I am trying to figure out how to find the distribution of the inverse of a random variable. Say, $Y=X^{-1}$ where X can take negative values.

The two ways I know to find the distribution of a random variable Y=g(X) are:

1. $F_y(y) = P(Y < y) = P(X^{-1} < y) = f(x) = \left\{ \begin{array}{lr} P(1/y < X)&: X> 0,\; y>0\\ P(1/y > X)&: X>0,\; y<0 \\ P(1/y < X)&: X<0,\; y<0 \\ P(1/y > X)&: X<0,\; y>0 \end{array} \right. \;\;\;\;\;\;\;\;\;\;$ Then take derivative.
2. Transformation theorem: $f_Y(y) = f_x(g^{-1}(y))|\frac{\partial g^{-1}(y)}{\partial y}|$ when g is monotone.

If I do it way #1, I have indicator functions all over the place which are not differentable.

I can't do way #2 because my function is not monotone on the entire real line.

Answer 1

Go back to the definitions...

Assume that $P[X=0]=0$, otherwise $Y$ is not well defined.

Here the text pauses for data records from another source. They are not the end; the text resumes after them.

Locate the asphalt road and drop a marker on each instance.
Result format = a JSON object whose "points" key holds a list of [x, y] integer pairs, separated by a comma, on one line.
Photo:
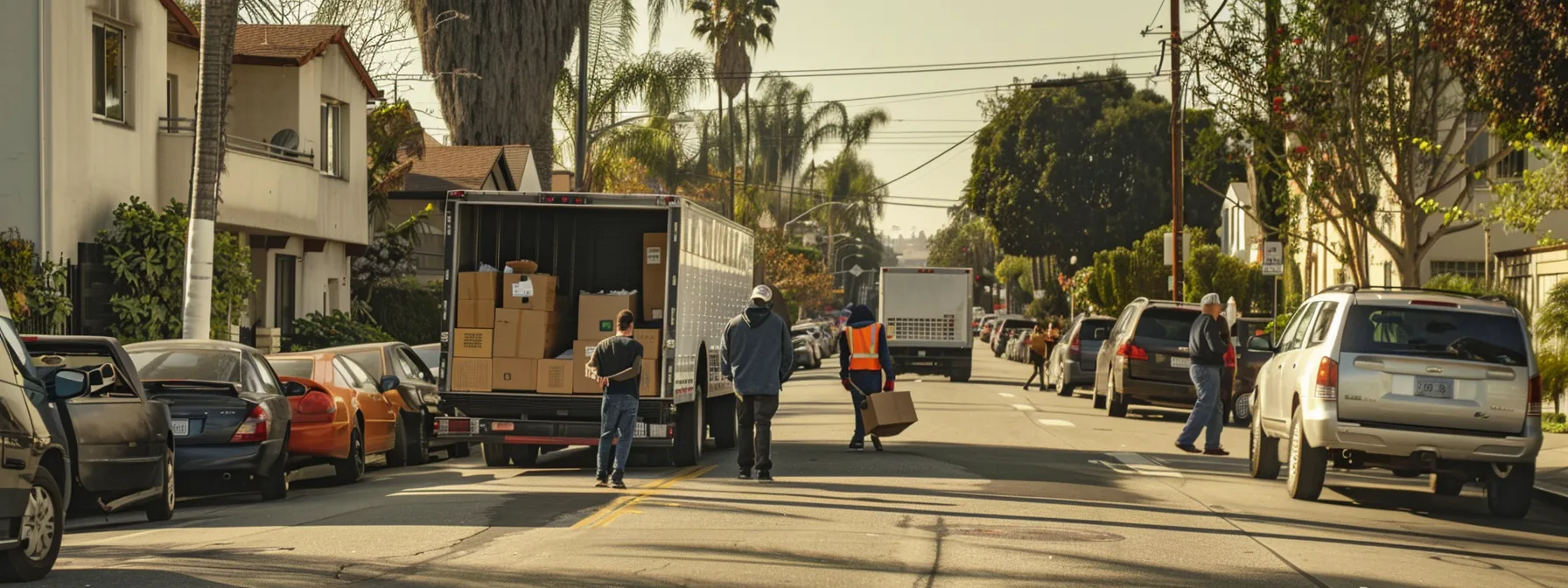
{"points": [[995, 486]]}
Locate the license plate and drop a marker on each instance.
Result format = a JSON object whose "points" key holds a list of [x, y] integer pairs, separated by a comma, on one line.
{"points": [[1435, 388]]}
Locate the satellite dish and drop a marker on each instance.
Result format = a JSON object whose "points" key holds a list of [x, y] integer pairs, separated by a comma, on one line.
{"points": [[286, 138]]}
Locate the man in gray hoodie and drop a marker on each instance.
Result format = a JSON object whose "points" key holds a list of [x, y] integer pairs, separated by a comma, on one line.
{"points": [[758, 356]]}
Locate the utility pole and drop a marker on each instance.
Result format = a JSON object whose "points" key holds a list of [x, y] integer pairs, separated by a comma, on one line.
{"points": [[1176, 150]]}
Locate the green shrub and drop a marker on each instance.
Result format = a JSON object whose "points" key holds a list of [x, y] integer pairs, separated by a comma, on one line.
{"points": [[316, 332]]}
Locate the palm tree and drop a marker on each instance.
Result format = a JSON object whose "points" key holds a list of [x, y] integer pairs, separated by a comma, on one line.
{"points": [[212, 101], [734, 29]]}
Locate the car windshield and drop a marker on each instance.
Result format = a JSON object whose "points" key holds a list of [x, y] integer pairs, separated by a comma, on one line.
{"points": [[292, 368], [188, 364], [1167, 324], [1435, 332]]}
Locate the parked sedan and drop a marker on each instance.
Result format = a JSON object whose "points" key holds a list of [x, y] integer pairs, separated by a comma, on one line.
{"points": [[229, 416], [120, 441], [354, 421]]}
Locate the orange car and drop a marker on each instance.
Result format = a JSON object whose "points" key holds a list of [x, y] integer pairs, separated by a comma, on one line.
{"points": [[344, 417]]}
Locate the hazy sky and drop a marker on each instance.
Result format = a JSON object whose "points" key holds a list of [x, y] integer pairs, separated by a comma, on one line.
{"points": [[863, 33]]}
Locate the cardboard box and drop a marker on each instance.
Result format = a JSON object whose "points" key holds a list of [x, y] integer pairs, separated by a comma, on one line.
{"points": [[556, 376], [649, 384], [514, 374], [526, 334], [479, 286], [471, 344], [889, 413], [475, 314], [655, 259], [596, 314], [582, 383], [528, 292], [471, 375], [651, 339]]}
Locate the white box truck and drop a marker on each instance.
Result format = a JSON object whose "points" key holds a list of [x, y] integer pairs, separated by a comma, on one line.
{"points": [[927, 312], [595, 243]]}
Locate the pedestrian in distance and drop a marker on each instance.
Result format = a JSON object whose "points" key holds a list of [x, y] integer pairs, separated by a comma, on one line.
{"points": [[864, 368], [1209, 344], [618, 366], [758, 356]]}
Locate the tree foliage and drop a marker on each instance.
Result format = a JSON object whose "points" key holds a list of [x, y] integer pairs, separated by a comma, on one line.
{"points": [[1079, 168]]}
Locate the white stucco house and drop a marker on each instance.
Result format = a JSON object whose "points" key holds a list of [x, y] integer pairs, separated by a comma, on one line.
{"points": [[102, 101]]}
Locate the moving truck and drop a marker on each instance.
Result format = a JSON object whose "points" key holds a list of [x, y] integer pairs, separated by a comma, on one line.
{"points": [[578, 259], [927, 312]]}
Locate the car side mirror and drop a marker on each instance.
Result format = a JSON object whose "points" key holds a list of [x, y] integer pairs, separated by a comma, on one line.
{"points": [[1259, 344], [295, 389], [69, 383]]}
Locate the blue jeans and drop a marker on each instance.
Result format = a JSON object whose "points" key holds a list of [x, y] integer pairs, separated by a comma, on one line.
{"points": [[1205, 411], [617, 419]]}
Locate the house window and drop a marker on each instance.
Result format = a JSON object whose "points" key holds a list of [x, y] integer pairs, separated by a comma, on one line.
{"points": [[108, 71], [332, 138], [1460, 269]]}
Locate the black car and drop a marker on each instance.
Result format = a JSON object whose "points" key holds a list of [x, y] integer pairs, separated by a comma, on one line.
{"points": [[1145, 358], [417, 388], [120, 439], [228, 411], [35, 483]]}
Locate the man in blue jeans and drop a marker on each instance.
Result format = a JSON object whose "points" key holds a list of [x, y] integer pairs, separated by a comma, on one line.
{"points": [[1209, 342], [618, 366]]}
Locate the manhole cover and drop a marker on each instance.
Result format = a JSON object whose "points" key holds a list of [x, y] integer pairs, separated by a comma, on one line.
{"points": [[1049, 535]]}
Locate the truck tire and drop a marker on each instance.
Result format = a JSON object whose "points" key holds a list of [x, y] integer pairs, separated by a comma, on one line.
{"points": [[689, 433], [722, 421]]}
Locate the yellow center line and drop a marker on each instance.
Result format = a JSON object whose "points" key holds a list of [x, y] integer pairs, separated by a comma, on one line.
{"points": [[613, 510]]}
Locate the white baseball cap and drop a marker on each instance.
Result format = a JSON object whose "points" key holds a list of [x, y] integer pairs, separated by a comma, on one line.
{"points": [[762, 292]]}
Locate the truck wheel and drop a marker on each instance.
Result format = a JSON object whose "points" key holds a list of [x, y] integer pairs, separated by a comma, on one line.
{"points": [[689, 433], [494, 453], [722, 421]]}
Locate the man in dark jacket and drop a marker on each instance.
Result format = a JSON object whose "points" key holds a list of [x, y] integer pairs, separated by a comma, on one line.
{"points": [[1209, 342], [758, 356], [864, 366]]}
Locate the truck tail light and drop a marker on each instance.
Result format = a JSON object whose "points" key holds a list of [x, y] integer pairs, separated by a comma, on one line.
{"points": [[1326, 380], [1132, 352]]}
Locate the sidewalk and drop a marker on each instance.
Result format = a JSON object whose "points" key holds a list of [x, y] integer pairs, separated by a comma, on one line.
{"points": [[1551, 469]]}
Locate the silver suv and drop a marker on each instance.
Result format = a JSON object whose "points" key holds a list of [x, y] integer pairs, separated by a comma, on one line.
{"points": [[1415, 382]]}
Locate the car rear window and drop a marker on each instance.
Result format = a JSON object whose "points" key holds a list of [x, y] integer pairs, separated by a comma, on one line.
{"points": [[1435, 332], [292, 368], [1166, 324]]}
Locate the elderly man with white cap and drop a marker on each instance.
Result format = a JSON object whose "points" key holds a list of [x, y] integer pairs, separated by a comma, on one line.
{"points": [[1208, 344], [758, 356]]}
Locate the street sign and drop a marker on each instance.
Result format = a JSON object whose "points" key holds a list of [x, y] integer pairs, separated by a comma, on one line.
{"points": [[1274, 257]]}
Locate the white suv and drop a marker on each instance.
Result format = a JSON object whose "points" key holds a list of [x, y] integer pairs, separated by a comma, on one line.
{"points": [[1415, 382]]}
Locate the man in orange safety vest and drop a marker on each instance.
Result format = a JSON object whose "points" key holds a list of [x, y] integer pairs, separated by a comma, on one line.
{"points": [[864, 366]]}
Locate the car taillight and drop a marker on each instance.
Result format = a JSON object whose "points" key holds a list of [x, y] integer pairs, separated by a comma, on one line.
{"points": [[253, 429], [1532, 407], [1132, 352], [1328, 380], [317, 402]]}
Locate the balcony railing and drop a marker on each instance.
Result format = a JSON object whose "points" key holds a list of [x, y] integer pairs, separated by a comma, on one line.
{"points": [[182, 126]]}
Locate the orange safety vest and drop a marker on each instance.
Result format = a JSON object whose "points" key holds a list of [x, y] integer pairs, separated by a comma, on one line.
{"points": [[863, 346]]}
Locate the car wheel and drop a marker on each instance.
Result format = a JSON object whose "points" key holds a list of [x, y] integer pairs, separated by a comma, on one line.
{"points": [[352, 467], [164, 507], [38, 528], [1508, 490], [1308, 465], [1263, 452]]}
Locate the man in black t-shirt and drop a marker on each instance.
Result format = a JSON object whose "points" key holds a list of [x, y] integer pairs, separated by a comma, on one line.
{"points": [[618, 366]]}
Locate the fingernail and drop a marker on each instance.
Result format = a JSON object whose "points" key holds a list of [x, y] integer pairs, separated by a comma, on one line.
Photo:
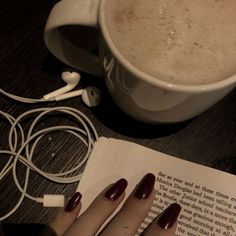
{"points": [[73, 202], [169, 216], [145, 187], [116, 190]]}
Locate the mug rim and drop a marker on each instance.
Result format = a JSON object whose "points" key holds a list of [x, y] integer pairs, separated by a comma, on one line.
{"points": [[151, 79]]}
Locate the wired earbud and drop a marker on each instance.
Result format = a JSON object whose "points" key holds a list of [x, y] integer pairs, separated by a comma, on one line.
{"points": [[71, 78], [91, 95]]}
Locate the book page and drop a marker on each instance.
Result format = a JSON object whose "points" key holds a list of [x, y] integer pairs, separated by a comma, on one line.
{"points": [[207, 196]]}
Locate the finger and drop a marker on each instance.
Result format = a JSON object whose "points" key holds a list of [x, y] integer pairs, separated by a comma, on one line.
{"points": [[101, 208], [166, 223], [134, 211], [65, 217]]}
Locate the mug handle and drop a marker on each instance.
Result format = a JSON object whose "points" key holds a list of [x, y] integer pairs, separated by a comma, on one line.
{"points": [[72, 12]]}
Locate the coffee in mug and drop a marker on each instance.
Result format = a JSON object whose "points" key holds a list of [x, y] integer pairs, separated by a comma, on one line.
{"points": [[189, 42], [163, 61]]}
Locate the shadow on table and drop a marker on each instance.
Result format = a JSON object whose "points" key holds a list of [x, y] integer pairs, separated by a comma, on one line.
{"points": [[26, 230]]}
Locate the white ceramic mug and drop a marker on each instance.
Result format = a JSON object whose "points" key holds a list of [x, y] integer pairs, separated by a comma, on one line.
{"points": [[139, 95]]}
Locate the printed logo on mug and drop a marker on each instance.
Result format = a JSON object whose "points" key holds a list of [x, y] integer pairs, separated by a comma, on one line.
{"points": [[163, 61]]}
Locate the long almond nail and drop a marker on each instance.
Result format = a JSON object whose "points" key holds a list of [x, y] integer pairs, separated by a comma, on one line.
{"points": [[73, 202], [169, 216], [145, 187], [116, 190]]}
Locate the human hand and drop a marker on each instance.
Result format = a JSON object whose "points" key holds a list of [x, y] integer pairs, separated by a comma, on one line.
{"points": [[125, 222]]}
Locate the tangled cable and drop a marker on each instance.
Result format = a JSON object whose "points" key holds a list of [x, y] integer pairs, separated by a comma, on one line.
{"points": [[85, 131]]}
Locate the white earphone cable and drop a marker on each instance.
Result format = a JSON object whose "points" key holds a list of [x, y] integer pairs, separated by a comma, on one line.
{"points": [[23, 152]]}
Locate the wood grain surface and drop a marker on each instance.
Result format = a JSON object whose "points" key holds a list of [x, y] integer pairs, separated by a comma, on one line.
{"points": [[28, 69]]}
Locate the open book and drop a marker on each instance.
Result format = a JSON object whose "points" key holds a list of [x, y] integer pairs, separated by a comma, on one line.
{"points": [[207, 196]]}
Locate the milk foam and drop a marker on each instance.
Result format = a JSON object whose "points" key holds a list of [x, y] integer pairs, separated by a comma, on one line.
{"points": [[179, 41]]}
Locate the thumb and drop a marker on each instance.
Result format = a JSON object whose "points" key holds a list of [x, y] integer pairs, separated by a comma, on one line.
{"points": [[65, 217]]}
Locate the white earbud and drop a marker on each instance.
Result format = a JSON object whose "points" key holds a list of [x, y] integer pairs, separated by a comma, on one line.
{"points": [[91, 96], [71, 77]]}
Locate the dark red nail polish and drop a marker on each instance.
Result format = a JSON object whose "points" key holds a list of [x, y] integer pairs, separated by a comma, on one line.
{"points": [[73, 202], [116, 190], [169, 216], [145, 187]]}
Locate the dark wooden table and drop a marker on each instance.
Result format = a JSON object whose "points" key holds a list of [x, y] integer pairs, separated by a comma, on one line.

• For every $y\lt0$, $[Y\leqslant y]=[1/y\leqslant X\lt0]$ hence $F_Y(y)=F_X(0)-F_X((1/y)^-)$.
• For every $y\gt0$, $[Y\gt y]=[0\lt X\lt1/y]$ hence $F_Y(y)=1-F_X((1/y)^-)+F_X(0)$.
• Finally, $[Y\leqslant0]=[Y\lt0]=[X\lt0]=[X\leqslant0]$ up to null events hence $F_Y(0)=F_X(0)$.